In response to RQ2, the analysis found factors C6 and C7 to be the main drivers of GRS adoption due to their predominance and positive correlation. This shows that usability and perceived value are essential for system engagement.
A comparison of four gamified designs—PBL, AOP, AOS, and ACT—showed that the Acknowledgments, Objectives, and Progression (AOP) design improved network connectivity and causal balance in response to RQ3. However, competition and time constraint in the ACT design had localized consequences.
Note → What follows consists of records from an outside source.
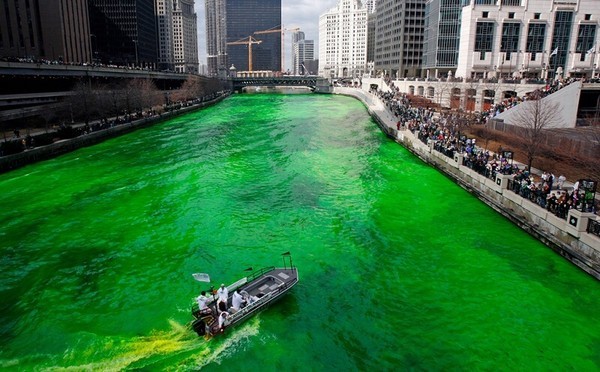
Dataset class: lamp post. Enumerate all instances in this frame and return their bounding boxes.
[133,39,139,67]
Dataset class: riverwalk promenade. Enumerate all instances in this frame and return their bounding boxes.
[0,92,229,173]
[333,80,600,280]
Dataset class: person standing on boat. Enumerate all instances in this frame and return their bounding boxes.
[231,289,244,311]
[219,311,229,332]
[217,284,229,311]
[196,291,211,313]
Due to its high threshold, Design 2 had the greatest causal structure, but Design 1 was more egalitarian. The results are strong since causal network densities did not affect criteria importance across thresholds. Research shows that fuzzy DEMATEL efficiently analyzes gamification criteria’s interrelationships, making educational recommender systems easier to construct. Methodological comprehension is improved by providing fuzzy DEMATEL in gamified environments and providing practical guidance for adopting learner-centered gamification mechanics. As one of the first systematic attempts to combine gamification design with fuzzy DEMATEL in recommender systems, this study offers scholars and practitioners a new perspective. The study achieved its goals by (i) explaining causal interdependencies among user-centric criteria, (ii) identifying the most important adoption determinants, and (iii) showing how gamified design configurations alter these linkages. Fuzzy DEMATEL provides a structured approach for analyzing user-centric gamification strategies and improving system design. The study shows that fuzzy DEMATEL effectively investigates gamification criteria interdependencies, enabling educational recommender system creation. Methodological approaches are improved by testing fuzzy DEMATEL in gamified systems and offering practical guidance for choosing learner-centered gamification mechanics.
Importantly, this is among the first studies to systematically integrate gamification design with fuzzy DEMATEL for recommender systems, providing a novel perspective for both researchers and practitioners.